The report by the Women's Safety and Justice Taskforce calls for urgent reform among 188 recommendations which have all been supported or supported in principle by the state government.
Key changes include a legislative overhaul adopting an affirmative consent model and criminalising "stealthing" in a major reform of the state's sexual violence laws.
Stealthing involves the removal of a condom without consent.
"We will progress amendments to recognise stealthing as rape and reform the laws of evidence and procedure as they apply to sexual offences," Ms Fentiman said.
"Stealthing fundamentally violates the consent given for a sexual act. It is rape and it should be recognised as such."
The government will also invest $225 million over five years to implement the report's recommendations and improve women's and girls' experience of the criminal justice system.
The overhaul will strengthen the justice system by putting victims at the centre of reform, Ms Fentiman said.
"This brings our government's total investment to eliminate domestic family and sexual violence to over $1.3 billion," she said.
Key initiatives include court IT upgrades to make it easier for victims to give video evidence, and piloting a victim's advocate service to develop the most appropriate statewide model, Ms Fentiman said.
Headed by former Court of Appeal president Margaret McMurdo, the task force received more than 300 submissions including over 250 from victim-survivors of sexual assault and 19 from offenders.

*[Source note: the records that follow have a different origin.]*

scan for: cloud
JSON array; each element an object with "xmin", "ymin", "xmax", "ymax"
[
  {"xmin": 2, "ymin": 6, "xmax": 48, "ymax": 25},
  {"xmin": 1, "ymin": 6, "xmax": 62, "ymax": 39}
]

The task force considered possible areas of reform across prevention and community awareness, reporting, response by state services, support for victims as they navigate the justice system, and legislative amendments.
It also examined the impacts of resourcing to address sexual violence, the over-representation of First Nations women in the justice system, community attitudes to consent laws and the general barriers faced by women when reporting crimes through to their experiences in the courts.